Having the best of two or more worlds gives them a huge advantage in appreciating and understanding learning points better than mere locals.Foreign students have a much larger worldview than locally bred students, being that they have the experience of another world, another lifestyle that they either wish to improve or live up to. After all, they're already living in a situation in which they have to ask questions and learn things quickly or they won't survive long in their strange new world.

Of course there are colossal failures as well, but we don't notice them much. They arrive with a big superiority complex and when things don't match up to their expectations they get homesick and flunk out. Good riddance.

But the fact is, the foreign kids who are doing well here are thriving because they really do like it here. That's something we should be proud of as their hosts. We must be doing something right to attract so many of them, and having them beat the pants off us means we have a new standard to reach for. The alternative is to forever remain stagnant, boring as ditchwater. And let the world pass us by.

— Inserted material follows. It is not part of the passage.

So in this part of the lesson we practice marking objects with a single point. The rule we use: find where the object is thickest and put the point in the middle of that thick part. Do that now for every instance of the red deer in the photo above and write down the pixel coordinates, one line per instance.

As a foreign student, I surprised myself topping classes that I seemed out of place in: the only Oriental kid in English Lit. back then. Except for the class in feminist theory that was mostly populated by angry single-mothers, that is -- that one I hid under the table most of the time. As far as I knew, no one begrudged me my success. Perhaps that's because Canada recognizes itself as predominantly immigrant populated anyway, and it's a fact that we Singaporeans need to wake ourselves up to. We'll gain so much more if we learn to include rather than perfunctorily exclude.